I have measured that without tmpfs it does 300 000 sector writes DAILY, so its safe to assume it could kill Mikrotik flash in just a few months, same goes for lower quality pendrives.
Temporary solution that I have found is to make ramdisk on mikrotik because doing it from container itself turned out to be harder than I thought without running container as root.
Good job, will try at free time. My Altas probes runing on RPIs, maybe it’s time to migrate
BTW, maybe you know a working solution of “looking glass” container for Tik devices?
Thanks for posting CTassisF, I’m very interested in this project to be able to run a software probe on my router and this package seems to be exactly what I’m looking for.
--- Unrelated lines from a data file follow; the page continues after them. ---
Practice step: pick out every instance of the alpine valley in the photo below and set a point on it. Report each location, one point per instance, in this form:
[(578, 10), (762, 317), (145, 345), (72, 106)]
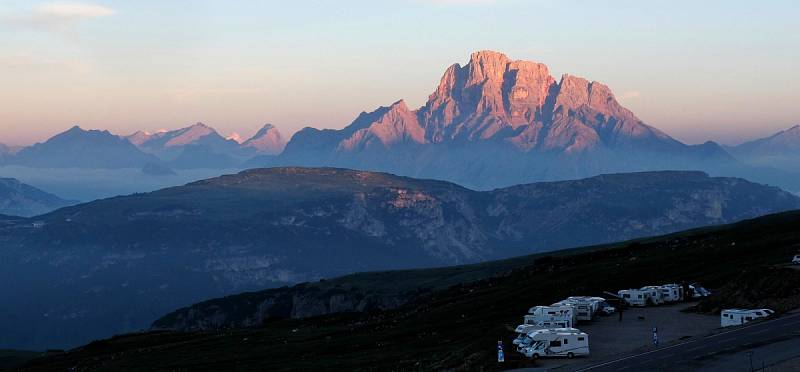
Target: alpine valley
[(115, 265)]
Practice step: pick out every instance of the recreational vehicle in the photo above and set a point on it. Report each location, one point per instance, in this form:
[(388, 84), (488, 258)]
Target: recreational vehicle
[(698, 291), (523, 330), (538, 314), (586, 307), (634, 297), (672, 292), (733, 317), (557, 344), (654, 294), (533, 336)]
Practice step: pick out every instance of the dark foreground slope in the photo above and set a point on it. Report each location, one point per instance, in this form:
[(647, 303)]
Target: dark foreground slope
[(115, 265), (458, 327)]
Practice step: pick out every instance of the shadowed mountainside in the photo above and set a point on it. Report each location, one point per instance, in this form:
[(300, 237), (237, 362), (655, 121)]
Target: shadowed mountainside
[(456, 326)]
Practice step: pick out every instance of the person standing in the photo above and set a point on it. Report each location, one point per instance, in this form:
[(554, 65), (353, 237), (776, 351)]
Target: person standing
[(655, 336)]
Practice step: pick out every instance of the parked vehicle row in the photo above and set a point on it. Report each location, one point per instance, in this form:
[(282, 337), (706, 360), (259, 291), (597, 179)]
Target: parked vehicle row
[(734, 317), (661, 294), (548, 331)]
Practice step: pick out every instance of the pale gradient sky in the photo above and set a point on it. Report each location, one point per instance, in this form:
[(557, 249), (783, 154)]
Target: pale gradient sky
[(720, 70)]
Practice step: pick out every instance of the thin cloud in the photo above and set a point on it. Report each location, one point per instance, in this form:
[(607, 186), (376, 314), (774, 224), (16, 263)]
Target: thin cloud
[(73, 11), (460, 2), (631, 94), (60, 15)]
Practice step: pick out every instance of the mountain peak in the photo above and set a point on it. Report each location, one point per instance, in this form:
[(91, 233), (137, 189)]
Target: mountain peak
[(268, 140), (399, 105)]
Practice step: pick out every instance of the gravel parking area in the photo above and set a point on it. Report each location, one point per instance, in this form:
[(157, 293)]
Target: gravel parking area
[(609, 337)]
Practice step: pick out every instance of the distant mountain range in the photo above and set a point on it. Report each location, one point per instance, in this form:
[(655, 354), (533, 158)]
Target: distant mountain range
[(19, 199), (116, 264), (196, 146), (78, 148), (493, 122), (496, 122), (781, 150)]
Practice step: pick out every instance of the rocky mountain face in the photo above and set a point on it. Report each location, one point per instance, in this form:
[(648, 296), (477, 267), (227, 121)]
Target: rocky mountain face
[(19, 199), (116, 264), (268, 140), (78, 148), (496, 122), (7, 153), (781, 150)]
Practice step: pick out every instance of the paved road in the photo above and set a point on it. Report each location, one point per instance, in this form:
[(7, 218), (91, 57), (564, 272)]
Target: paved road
[(772, 342)]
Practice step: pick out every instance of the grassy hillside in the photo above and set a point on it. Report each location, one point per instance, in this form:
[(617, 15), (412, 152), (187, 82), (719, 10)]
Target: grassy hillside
[(458, 327)]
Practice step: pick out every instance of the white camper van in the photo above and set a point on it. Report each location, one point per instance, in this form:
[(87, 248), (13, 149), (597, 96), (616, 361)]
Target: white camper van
[(523, 330), (734, 317), (557, 344), (672, 292), (539, 314), (654, 294), (634, 297), (586, 307), (529, 338)]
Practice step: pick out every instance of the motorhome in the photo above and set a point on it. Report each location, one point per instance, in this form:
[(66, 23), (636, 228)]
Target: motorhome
[(538, 314), (672, 292), (698, 291), (734, 317), (557, 344), (586, 307), (634, 297), (523, 330), (532, 336), (654, 294)]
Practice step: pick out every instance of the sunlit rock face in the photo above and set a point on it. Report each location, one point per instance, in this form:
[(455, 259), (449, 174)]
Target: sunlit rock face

I set up a veth, bridge, and connected everything network-wise. Then I added a container and pulled your image from docker registry:
This does appear to work, and I can start the container and see that it’s running.
I’m a little confused how the container gets a unique key and how I can get that key to persist. It appears the key is generated randomly on the container first starting. What happens when there is a new version of the software probe and I pull a new image from docker hub? Is my key lost and I just have to register the new one?
Lastly it appears the image on docker hub contains Alpine 3.20.3 rather than the most recent release 3.21.2. Is this expected?
You’re correct, the key is randomly generated after the container’s first start. The key is stored in a directory inside the container, so you have to use mounts (volumes) to persist the key across version updates, which require container recreation.
Recently, there was a change to how these mounts should be created. Here are the correct instructions:
/probe/etc/ripe-atlas is where the key and other config data is stored. /probe/var/run/ripe-atlas/status is where currently running tests are stored. /probe/var/spool/ripe-atlas/data as a volume is optional but recommended; it is a directory where many write events occur, so it is better to put it in a tmpfs than to fry your USB storage.
Please, test with these mounts/volumes and let me know if it works for you.
Regarding the Alpine 3.20… I’m waiting on a pull request to fix the original ripe-atlas-software-probe code so I can build it against Alpine Linux 3.21 versions.